Can we talk about creativity for artificial intelligence algorithms? What does this really mean?
Artificial intelligence is credited with many skills : huge computing capacities, high accuracy in terms of image recognition or the automated processing of fastidious tasks. However, AI still has difficulties in areas with fundamentally human capabilities including communication or creativity. Indeed, understanding context, second degree or functioning in new environments are all capabilities that pose problems for AI. However, in several artistic fields, AI systems are beginning to be developed with the aim of automatically producing an artistic result that could sometimes rival masterpieces. But can we really talk about creativity when an AI learns from existing data to imitate an art style ?
In 2016, an AI-created painting in the style of Rembrandt was presented. It was made using a 3D printer to make the different layers of paint more realistic. The database used to train the algorithm included 300 works by Rembrandt. The realism was such that lay people could not distinguish whether the work was a creation of the painter Rembrandt himself or of an AI system (1).
However, the "way of" portrait is not the result of the creativity of the AI system but the one of the computer engineers who constituted the training base of the algorithm. Indeed, it is them who determined the field of use of the AI system. It could therefore be inferred that the AI has no creative capacity here. The use of supervised learning to reproduce or replicate a style of work is common and is notably the case in the music industry where a Beatles song "Daddy's Car" was composed by an AI from the company Flowmachine (5).
Similarly, in 1997, IBM's DeepBlue computer beat Gary Kasparov at chess thanks to its computational capacity (far superior to that of a human) based on its training database of thousands of games of the world's best players. Although this was a turning point for the AI industry, can we say that IBM's system was truly creative? Again, no, because it used the human knowledge embedded in its database to select its future moves. DeepBlue won by simulation and thanks to its ability to anticipate by deducing several moves in advance (2).
To really think outside the box, a new type of learning must be used, that of reinforcement, which can be related to trial-and-error methodologies. The successive attempts of the algorithm are here more or less rewarded. The aim is to let an algorithm learn by itself, by providing it only with an environment realising the rules of a game and a way to measure its performance. So it can permit to see if the algorithm has won or lost, how many points it has accumulated, etc. The algorithm will then be able to play the game in a different way and be able to play thousands of games, each time reinforcing the winning moves and reducing those that do not lead to victory. Unlike other supervised learning techniques which guide it in its training, here the algorithm is not constrained in its exploration of the game space. It will thus have more possibilities to develop new strategies. However, the designers still have control over the way in which this reinforcement is structured. The choice of the reward system and the sequencing of the progressive training phases are still left to the designers.
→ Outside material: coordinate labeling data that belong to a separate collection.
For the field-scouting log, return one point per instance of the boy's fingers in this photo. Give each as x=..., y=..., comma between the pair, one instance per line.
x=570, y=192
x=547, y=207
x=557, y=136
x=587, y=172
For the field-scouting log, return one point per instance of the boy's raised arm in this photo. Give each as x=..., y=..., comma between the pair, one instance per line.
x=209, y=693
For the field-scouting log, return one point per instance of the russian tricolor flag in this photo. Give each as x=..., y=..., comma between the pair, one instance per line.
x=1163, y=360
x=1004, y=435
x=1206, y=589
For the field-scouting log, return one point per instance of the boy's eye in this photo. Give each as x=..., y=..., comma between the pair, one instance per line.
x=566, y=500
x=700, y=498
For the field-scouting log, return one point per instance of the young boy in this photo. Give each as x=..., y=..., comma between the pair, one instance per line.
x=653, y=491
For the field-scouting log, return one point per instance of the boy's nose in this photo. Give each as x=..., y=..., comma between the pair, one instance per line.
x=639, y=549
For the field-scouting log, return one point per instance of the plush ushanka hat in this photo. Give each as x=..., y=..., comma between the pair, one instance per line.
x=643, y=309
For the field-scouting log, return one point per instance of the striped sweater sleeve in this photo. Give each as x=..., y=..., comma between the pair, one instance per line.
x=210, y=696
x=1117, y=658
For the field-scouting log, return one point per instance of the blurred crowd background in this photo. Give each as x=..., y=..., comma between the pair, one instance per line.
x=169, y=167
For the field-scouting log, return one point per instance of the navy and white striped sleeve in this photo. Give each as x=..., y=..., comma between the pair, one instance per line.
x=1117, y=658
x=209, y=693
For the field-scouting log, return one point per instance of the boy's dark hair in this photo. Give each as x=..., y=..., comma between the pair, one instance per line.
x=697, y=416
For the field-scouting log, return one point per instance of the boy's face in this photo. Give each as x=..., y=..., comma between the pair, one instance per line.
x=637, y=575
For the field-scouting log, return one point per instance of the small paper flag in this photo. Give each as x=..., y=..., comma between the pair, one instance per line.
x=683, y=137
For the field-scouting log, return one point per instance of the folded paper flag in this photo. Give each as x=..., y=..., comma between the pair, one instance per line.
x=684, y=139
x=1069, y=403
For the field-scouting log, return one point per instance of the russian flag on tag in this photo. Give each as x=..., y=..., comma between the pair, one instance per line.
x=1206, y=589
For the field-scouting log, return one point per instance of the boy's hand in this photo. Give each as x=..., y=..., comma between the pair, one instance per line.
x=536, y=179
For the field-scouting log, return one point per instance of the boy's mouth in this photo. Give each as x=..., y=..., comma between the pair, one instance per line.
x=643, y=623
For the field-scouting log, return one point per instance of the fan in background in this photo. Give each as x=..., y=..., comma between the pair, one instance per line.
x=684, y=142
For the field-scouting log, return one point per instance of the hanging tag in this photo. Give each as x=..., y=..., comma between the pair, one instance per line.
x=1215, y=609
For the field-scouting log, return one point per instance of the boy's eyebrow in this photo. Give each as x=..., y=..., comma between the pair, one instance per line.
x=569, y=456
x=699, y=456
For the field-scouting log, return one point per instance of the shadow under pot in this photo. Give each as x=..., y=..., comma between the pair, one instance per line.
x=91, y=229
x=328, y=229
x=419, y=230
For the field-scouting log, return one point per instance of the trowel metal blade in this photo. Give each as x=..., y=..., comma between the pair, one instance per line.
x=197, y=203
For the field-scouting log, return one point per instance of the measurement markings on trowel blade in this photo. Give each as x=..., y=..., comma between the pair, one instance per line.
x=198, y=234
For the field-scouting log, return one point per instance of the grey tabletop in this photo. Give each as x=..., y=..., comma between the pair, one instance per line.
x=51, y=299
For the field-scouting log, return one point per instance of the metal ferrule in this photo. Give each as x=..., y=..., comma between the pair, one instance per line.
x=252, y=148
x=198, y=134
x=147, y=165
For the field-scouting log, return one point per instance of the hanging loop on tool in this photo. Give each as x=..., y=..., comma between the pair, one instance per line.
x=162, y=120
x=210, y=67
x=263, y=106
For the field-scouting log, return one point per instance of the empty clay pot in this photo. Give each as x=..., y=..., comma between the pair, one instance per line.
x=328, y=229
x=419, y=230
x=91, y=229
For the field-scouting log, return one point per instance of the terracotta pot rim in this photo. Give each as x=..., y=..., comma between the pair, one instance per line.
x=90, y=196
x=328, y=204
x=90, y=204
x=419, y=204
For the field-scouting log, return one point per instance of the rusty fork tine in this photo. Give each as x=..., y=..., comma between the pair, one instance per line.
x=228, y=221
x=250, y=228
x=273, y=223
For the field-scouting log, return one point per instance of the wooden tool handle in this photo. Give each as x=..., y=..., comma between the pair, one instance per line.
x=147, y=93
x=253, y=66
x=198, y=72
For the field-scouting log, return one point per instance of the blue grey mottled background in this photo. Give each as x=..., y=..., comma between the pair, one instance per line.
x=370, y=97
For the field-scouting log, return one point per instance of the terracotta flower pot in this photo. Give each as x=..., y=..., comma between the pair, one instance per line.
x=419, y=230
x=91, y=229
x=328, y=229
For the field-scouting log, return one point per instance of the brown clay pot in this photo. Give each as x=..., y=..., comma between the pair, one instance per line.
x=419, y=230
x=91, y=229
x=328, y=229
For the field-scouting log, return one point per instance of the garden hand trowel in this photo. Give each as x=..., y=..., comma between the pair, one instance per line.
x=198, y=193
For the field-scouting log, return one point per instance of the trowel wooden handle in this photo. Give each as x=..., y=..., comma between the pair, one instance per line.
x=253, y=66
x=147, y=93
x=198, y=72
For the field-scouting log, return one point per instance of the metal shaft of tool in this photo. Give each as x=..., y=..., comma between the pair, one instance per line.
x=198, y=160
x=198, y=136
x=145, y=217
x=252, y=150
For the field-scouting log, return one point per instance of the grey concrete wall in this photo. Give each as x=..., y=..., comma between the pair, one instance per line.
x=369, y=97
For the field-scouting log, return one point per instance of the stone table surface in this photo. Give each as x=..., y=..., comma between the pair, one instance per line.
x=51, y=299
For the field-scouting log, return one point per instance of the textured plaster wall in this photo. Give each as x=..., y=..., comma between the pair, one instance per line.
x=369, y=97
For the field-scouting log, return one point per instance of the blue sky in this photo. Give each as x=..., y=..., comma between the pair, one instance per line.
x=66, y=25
It is on this concept that DeepMind researchers have developed AlphaGo Zero, an algorithm that can develop strategies for several games such as chess or Go. This AI system was able to train against itself through 21 million games of Go in just two weeks (3). Following its training, AlphaGo Zero was pitted against Alpha Go (its predecessor, which operates using supervised learning). Out of the 100 games played between these two algorithms, all were won by AlphaGo Zero.
It would thus seem that the algorithm can find new strategies in the space of possible moves, never before envisaged by humans. In the game of chess, specialists were impressed to see that the algorithm rediscovered all the traditional chess openings by itself, even though it took humans centuries to accumulate this knowledge. Today, AlphaGo Zero continues to improve by developing new strategies by training against itself. However, we should not lose sight of the fact that the fundamental advantage of any algorithm is that in this context it can complete games in fractions of a second, whereas a human would spend hours. Its massive processing capacity makes it more efficient at exploring new strategies and keeping only the best ones.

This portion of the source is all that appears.